Compiler emits vzeroupper when code has both SSE and AVX in spite of SSE and AVX codes are not be mixed together at the runtime by the code dispatcher -- which makes vzeroupper is completely unnecessary.
Checklists:
Does AVX codes run slower than SSE because of vzeroupper?
If it does: Since MSVC have no option to turn vzeroupper emitting off, Pure assembly code is necessary by using dedicated assemblers like NASM.
Only hot spots are rewritten in AVX. Rests are written in C.

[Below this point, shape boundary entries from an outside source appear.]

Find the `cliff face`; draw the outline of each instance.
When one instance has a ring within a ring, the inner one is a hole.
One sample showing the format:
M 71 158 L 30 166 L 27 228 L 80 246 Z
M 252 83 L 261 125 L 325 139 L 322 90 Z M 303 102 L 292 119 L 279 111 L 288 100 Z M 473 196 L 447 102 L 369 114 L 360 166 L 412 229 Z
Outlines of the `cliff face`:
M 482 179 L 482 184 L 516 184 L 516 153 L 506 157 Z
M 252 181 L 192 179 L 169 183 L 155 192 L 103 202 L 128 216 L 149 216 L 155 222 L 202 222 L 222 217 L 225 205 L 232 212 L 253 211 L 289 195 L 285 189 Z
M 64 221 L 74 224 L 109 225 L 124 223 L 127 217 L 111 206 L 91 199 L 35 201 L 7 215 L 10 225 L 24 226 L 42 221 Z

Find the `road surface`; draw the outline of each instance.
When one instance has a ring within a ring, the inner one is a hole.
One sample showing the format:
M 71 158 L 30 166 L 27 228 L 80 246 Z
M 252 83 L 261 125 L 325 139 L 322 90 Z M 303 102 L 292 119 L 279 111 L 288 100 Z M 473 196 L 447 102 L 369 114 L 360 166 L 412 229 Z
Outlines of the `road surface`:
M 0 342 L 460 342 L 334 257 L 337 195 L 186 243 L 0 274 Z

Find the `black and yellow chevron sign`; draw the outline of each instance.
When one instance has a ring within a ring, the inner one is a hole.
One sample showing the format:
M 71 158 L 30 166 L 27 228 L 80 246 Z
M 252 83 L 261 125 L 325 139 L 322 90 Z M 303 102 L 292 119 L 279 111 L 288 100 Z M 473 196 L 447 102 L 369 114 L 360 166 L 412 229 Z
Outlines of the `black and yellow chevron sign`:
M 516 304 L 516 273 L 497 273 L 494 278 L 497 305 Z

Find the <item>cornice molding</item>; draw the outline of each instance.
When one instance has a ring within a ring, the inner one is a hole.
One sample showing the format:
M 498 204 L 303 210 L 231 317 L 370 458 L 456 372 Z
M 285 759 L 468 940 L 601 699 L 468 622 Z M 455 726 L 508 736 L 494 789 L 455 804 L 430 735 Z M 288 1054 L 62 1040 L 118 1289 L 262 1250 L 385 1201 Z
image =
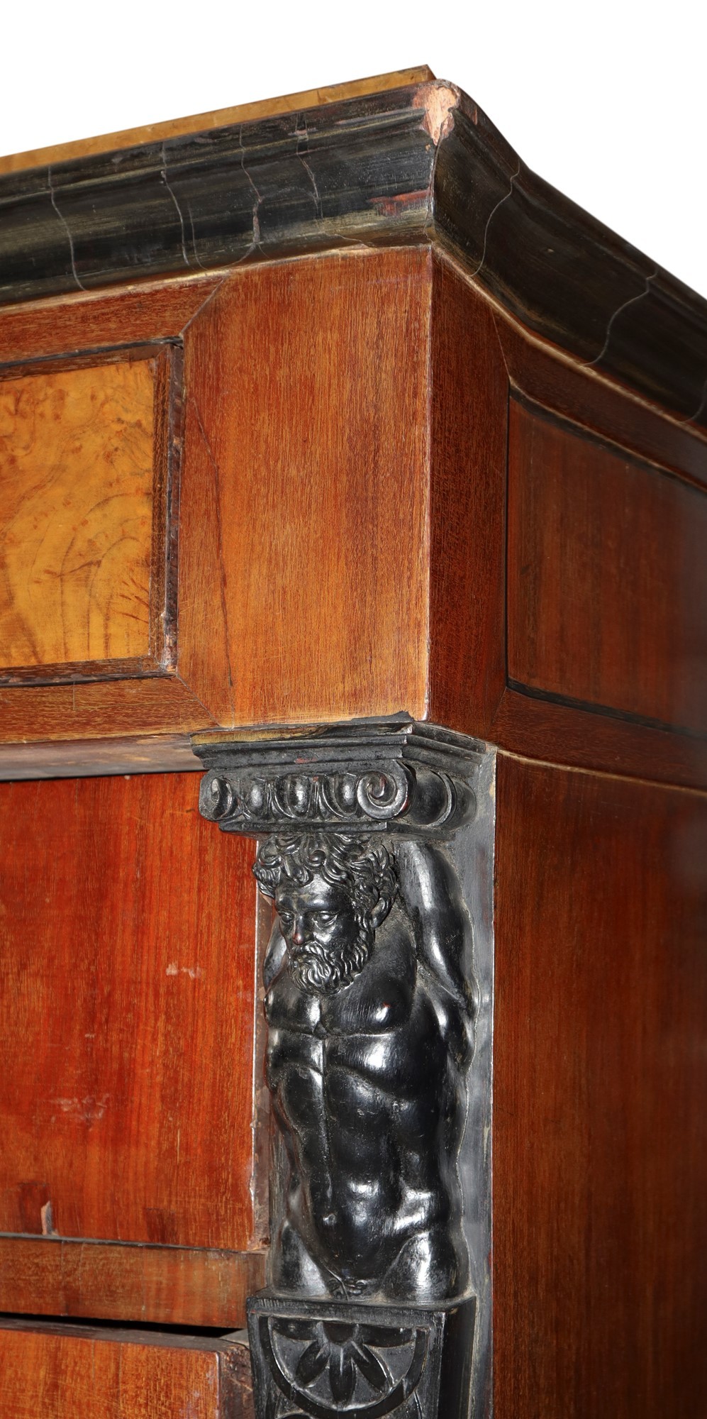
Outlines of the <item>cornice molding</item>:
M 0 177 L 0 304 L 390 243 L 440 243 L 532 332 L 707 427 L 707 301 L 443 81 Z

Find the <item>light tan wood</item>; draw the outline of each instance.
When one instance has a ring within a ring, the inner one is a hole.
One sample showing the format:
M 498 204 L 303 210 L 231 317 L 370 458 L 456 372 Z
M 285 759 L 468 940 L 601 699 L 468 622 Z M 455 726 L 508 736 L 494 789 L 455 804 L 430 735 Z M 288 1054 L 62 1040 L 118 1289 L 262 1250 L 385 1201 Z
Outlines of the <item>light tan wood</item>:
M 223 1340 L 0 1323 L 1 1419 L 244 1419 L 247 1352 Z
M 148 656 L 153 406 L 150 359 L 0 380 L 0 667 Z
M 0 1311 L 236 1330 L 264 1283 L 263 1252 L 0 1235 Z
M 412 70 L 393 70 L 390 74 L 376 74 L 373 78 L 354 79 L 349 84 L 329 84 L 325 88 L 285 94 L 281 98 L 265 98 L 254 104 L 237 104 L 234 108 L 192 114 L 189 118 L 173 118 L 163 123 L 124 128 L 118 133 L 101 133 L 97 138 L 80 138 L 71 143 L 53 143 L 48 148 L 34 148 L 24 153 L 9 153 L 0 158 L 0 176 L 23 172 L 26 167 L 41 167 L 45 163 L 64 163 L 75 158 L 88 158 L 91 153 L 109 153 L 114 148 L 156 143 L 168 138 L 182 138 L 186 133 L 200 133 L 209 128 L 224 128 L 227 123 L 248 123 L 270 115 L 292 114 L 301 108 L 319 108 L 324 104 L 338 104 L 342 99 L 365 94 L 385 94 L 388 89 L 403 88 L 407 84 L 426 84 L 433 78 L 432 70 L 426 64 L 420 64 Z

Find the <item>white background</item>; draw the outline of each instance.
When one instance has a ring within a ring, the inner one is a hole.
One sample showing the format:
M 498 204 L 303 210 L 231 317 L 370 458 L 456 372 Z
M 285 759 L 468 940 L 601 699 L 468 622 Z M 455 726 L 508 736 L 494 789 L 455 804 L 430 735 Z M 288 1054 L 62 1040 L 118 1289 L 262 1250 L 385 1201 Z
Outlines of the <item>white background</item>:
M 0 152 L 429 64 L 707 295 L 707 0 L 1 0 Z

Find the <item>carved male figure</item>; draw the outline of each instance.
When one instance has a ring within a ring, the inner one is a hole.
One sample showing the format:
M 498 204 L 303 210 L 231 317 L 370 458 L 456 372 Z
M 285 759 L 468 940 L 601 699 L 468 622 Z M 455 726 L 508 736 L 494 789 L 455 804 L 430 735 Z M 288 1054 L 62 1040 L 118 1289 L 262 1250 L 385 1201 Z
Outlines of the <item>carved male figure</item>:
M 456 1159 L 471 1053 L 471 928 L 444 854 L 312 832 L 254 867 L 267 1081 L 290 1178 L 273 1283 L 436 1301 L 467 1281 Z

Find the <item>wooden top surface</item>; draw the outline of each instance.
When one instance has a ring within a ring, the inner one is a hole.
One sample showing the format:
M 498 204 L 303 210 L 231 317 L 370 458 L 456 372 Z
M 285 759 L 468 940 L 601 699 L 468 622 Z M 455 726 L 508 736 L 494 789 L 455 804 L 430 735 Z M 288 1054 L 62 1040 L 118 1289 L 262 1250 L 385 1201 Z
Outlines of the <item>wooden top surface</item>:
M 116 148 L 136 148 L 139 143 L 160 143 L 168 138 L 183 138 L 186 133 L 204 133 L 212 128 L 226 128 L 229 123 L 253 123 L 258 118 L 321 108 L 324 104 L 338 104 L 361 98 L 363 94 L 385 94 L 386 89 L 405 88 L 406 84 L 426 84 L 433 78 L 429 65 L 419 64 L 412 70 L 393 70 L 390 74 L 375 74 L 372 78 L 352 79 L 349 84 L 328 84 L 325 88 L 263 98 L 254 104 L 236 104 L 233 108 L 172 118 L 163 123 L 124 128 L 118 133 L 98 133 L 95 138 L 80 138 L 71 143 L 51 143 L 48 148 L 34 148 L 24 153 L 7 153 L 0 156 L 0 176 L 26 172 L 28 167 L 43 167 L 47 163 L 71 162 L 75 158 L 88 158 L 91 153 L 109 153 Z
M 0 305 L 442 244 L 535 335 L 707 434 L 707 301 L 532 173 L 473 99 L 429 74 L 89 139 L 31 167 L 18 165 L 40 155 L 20 155 L 0 172 Z

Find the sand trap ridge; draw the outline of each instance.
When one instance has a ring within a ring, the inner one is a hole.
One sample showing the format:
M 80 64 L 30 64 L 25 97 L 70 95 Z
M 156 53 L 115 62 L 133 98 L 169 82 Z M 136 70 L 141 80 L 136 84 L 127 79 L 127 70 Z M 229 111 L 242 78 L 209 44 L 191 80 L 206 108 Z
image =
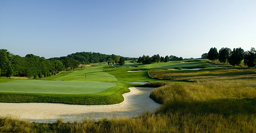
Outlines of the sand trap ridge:
M 131 70 L 130 71 L 127 71 L 127 72 L 141 72 L 144 71 L 144 70 Z
M 160 107 L 149 98 L 154 88 L 130 87 L 123 95 L 124 101 L 108 105 L 85 105 L 46 103 L 0 103 L 0 116 L 11 115 L 30 122 L 52 123 L 57 118 L 64 122 L 81 121 L 85 117 L 99 120 L 111 116 L 137 116 L 143 111 L 153 112 Z
M 181 69 L 168 69 L 167 70 L 198 70 L 200 69 L 202 69 L 201 68 L 193 68 L 192 69 L 187 69 L 186 68 L 182 68 L 181 70 Z
M 149 83 L 149 82 L 129 82 L 130 83 L 136 84 L 145 84 Z
M 198 61 L 193 61 L 193 62 L 181 62 L 181 63 L 195 63 L 196 62 L 198 62 Z

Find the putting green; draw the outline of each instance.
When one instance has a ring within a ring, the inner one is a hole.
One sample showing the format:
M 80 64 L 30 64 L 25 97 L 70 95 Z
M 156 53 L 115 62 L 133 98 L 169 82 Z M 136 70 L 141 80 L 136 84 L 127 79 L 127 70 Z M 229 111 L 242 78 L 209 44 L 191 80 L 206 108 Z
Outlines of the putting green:
M 0 83 L 0 92 L 85 94 L 100 92 L 116 85 L 99 82 L 15 80 Z

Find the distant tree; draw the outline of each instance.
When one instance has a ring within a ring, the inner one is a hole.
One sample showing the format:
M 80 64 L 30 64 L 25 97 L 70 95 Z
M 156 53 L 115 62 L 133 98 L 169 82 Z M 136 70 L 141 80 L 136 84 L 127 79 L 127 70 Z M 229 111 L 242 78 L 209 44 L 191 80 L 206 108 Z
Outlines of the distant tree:
M 183 61 L 183 58 L 182 58 L 182 57 L 180 57 L 179 58 L 179 61 Z
M 42 77 L 42 73 L 40 72 L 39 73 L 39 74 L 38 74 L 38 78 L 41 79 Z
M 137 61 L 137 63 L 142 63 L 142 61 L 141 61 L 141 57 L 139 57 L 139 58 L 138 59 L 138 60 Z
M 219 61 L 223 64 L 227 61 L 228 58 L 228 51 L 227 48 L 221 48 L 219 50 Z
M 8 64 L 7 66 L 7 69 L 6 72 L 6 76 L 7 77 L 9 77 L 9 78 L 11 78 L 11 77 L 13 76 L 13 69 L 11 68 L 11 64 Z
M 146 60 L 146 56 L 145 55 L 143 55 L 142 57 L 141 57 L 141 63 L 142 63 L 142 64 L 145 64 L 145 60 Z
M 152 62 L 152 63 L 155 63 L 155 62 L 156 62 L 156 57 L 157 57 L 157 55 L 154 55 L 153 56 L 152 56 L 151 57 L 151 62 Z
M 113 60 L 113 62 L 115 61 L 116 63 L 117 63 L 120 60 L 120 57 L 113 54 L 111 56 Z
M 215 47 L 214 48 L 211 48 L 210 50 L 208 52 L 208 59 L 214 61 L 218 58 L 218 53 L 217 49 Z
M 120 64 L 120 65 L 123 66 L 125 64 L 125 61 L 124 60 L 124 58 L 121 58 L 119 60 L 118 63 Z
M 152 58 L 150 58 L 149 56 L 147 55 L 145 58 L 145 60 L 143 62 L 142 62 L 142 64 L 150 64 L 151 63 L 151 60 Z
M 176 56 L 171 55 L 170 56 L 169 60 L 170 61 L 177 61 L 179 60 L 179 57 Z
M 165 58 L 163 57 L 160 57 L 161 60 L 160 61 L 161 62 L 163 62 L 163 61 L 165 61 Z
M 204 53 L 202 55 L 201 55 L 201 59 L 206 59 L 208 58 L 208 53 Z
M 247 51 L 245 54 L 243 63 L 248 67 L 255 66 L 256 64 L 256 51 L 255 49 L 252 47 L 250 51 Z
M 241 61 L 242 61 L 245 58 L 245 51 L 241 47 L 238 49 L 239 54 L 239 60 Z
M 230 58 L 230 57 L 231 56 L 231 53 L 232 51 L 232 50 L 231 50 L 231 49 L 229 49 L 229 48 L 227 48 L 227 50 L 228 51 L 228 52 L 227 52 L 227 63 L 229 63 L 229 59 Z
M 165 61 L 164 62 L 169 62 L 169 57 L 168 55 L 166 55 L 165 56 Z
M 158 54 L 156 56 L 156 62 L 157 63 L 159 63 L 159 62 L 161 61 L 161 58 L 159 54 Z
M 243 57 L 244 57 L 244 52 L 243 51 L 244 51 L 243 49 L 241 48 L 234 48 L 229 58 L 229 64 L 234 67 L 235 65 L 240 64 L 241 61 L 243 60 Z

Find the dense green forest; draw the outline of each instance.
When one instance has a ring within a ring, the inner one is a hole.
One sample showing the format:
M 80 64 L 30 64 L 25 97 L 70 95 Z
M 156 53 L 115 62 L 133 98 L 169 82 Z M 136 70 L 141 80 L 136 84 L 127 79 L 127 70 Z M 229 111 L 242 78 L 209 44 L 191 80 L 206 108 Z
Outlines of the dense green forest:
M 207 58 L 212 61 L 218 60 L 221 63 L 229 63 L 234 67 L 240 65 L 243 60 L 245 65 L 251 67 L 256 66 L 256 50 L 254 47 L 246 52 L 241 47 L 234 48 L 232 50 L 229 48 L 222 47 L 218 53 L 216 48 L 212 47 L 208 53 L 202 55 L 202 58 Z
M 166 55 L 165 57 L 160 57 L 159 54 L 154 55 L 152 57 L 149 57 L 149 55 L 146 56 L 143 55 L 140 57 L 137 61 L 138 63 L 142 63 L 143 64 L 150 64 L 153 63 L 159 63 L 159 62 L 167 62 L 169 61 L 183 61 L 183 58 L 182 57 L 179 58 L 174 55 L 170 55 L 170 57 Z
M 121 57 L 126 60 L 133 58 Z M 120 57 L 99 53 L 82 52 L 66 57 L 46 59 L 44 57 L 28 54 L 21 57 L 6 49 L 0 50 L 0 76 L 34 77 L 39 78 L 56 75 L 64 70 L 73 70 L 80 64 L 89 64 L 105 61 L 118 63 Z

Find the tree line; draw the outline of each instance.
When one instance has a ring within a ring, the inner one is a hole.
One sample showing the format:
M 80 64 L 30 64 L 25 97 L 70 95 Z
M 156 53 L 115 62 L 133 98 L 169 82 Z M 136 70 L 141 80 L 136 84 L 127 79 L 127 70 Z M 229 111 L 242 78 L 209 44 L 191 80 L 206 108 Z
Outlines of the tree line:
M 119 62 L 120 57 L 122 60 Z M 66 57 L 46 59 L 44 57 L 28 54 L 25 57 L 15 55 L 6 49 L 0 49 L 0 76 L 34 77 L 39 78 L 56 75 L 64 70 L 74 70 L 80 64 L 98 63 L 105 61 L 123 65 L 126 60 L 133 58 L 124 57 L 112 54 L 107 55 L 91 52 L 76 52 Z
M 34 76 L 39 78 L 55 75 L 64 70 L 62 63 L 58 60 L 46 59 L 32 54 L 22 57 L 14 55 L 6 49 L 0 50 L 0 76 L 8 77 Z
M 212 61 L 218 60 L 221 63 L 229 63 L 234 67 L 239 65 L 242 61 L 248 67 L 254 67 L 256 64 L 256 51 L 252 47 L 250 51 L 245 52 L 241 47 L 234 48 L 222 47 L 219 50 L 214 47 L 211 48 L 208 53 L 202 55 L 201 58 L 208 59 Z
M 166 55 L 165 57 L 160 57 L 159 54 L 154 55 L 152 57 L 149 57 L 149 55 L 146 56 L 143 55 L 140 57 L 137 62 L 138 63 L 142 63 L 143 64 L 150 64 L 153 63 L 159 63 L 159 62 L 167 62 L 169 61 L 178 61 L 183 60 L 182 57 L 178 57 L 174 55 L 170 55 L 170 57 Z

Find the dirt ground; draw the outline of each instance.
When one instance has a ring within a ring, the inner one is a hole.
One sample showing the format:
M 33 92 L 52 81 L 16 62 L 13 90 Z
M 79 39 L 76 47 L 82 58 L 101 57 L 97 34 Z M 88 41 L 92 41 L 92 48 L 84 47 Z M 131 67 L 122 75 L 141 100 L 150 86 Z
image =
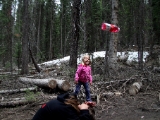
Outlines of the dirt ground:
M 96 83 L 93 83 L 96 84 Z M 8 88 L 26 87 L 19 83 L 16 78 L 8 80 L 1 78 L 0 90 Z M 31 86 L 31 85 L 29 85 Z M 119 89 L 122 94 L 106 96 L 100 99 L 96 105 L 96 120 L 160 120 L 160 81 L 159 74 L 155 81 L 148 81 L 143 88 L 135 96 L 129 95 L 127 90 Z M 106 92 L 115 92 L 115 89 L 106 90 Z M 40 106 L 49 101 L 57 93 L 48 93 L 38 90 L 35 93 L 36 101 L 24 105 L 16 105 L 0 108 L 0 120 L 31 120 L 35 112 Z M 26 93 L 16 94 L 0 94 L 0 100 L 6 98 L 19 98 L 25 96 Z M 30 95 L 31 96 L 31 95 Z M 96 99 L 94 99 L 96 101 Z

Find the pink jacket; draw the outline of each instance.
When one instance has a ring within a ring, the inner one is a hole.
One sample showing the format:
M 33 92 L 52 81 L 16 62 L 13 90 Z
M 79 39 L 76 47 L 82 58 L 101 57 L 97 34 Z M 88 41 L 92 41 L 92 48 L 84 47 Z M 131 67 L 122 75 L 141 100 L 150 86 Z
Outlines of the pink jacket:
M 75 81 L 92 82 L 91 67 L 80 64 L 75 74 Z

All SSE codes are removed and only equivalent AVX parts are implemented to make the test reasonable.
YUY2->YUV422 Transform
Release build
Optimization on, flags: -O2 -mavx2
Scalar: 80.5fps
SSE: 197.2fps
AVX: 171.7fps
Debug build
Optimization off, flags: -O0 -mavx2
Scalar: 27.6fps
SSE: 32.2fps
AVX: 36.0fps
Problem analysis
First of all, vzeroupper does not hurt execution speeds. Only marginal. (<0.5fps)
Without any optimization, AVX codes run faster than SSE. However, it runs slower with optimizations (Release build).
Fast loop sections are not part of slowdowns; EncodeQuantLongruns() runs slower on AVX build.
SSE: SSE codes
AVX: AVX codes
AVX Stream: AVX but vmovntdqavmovntdq instead of vmovdqavmovdqa
Memory bandwidth
Some subroutines are quite simple and short hence there are no speed improvements due to load and store latency. Current development platforms (2990WX, 3700X, 2700X and i7-6820HQ) has only 128-bit of memory bandwidth and its memory bottleneck takes most of processing time than actual computing.
AMD Ryzen Threadripper 2990WX
Especially Ryzen TR 2990WX has 128-bit memory bandwidth. They are not 256-bit because of NUMA.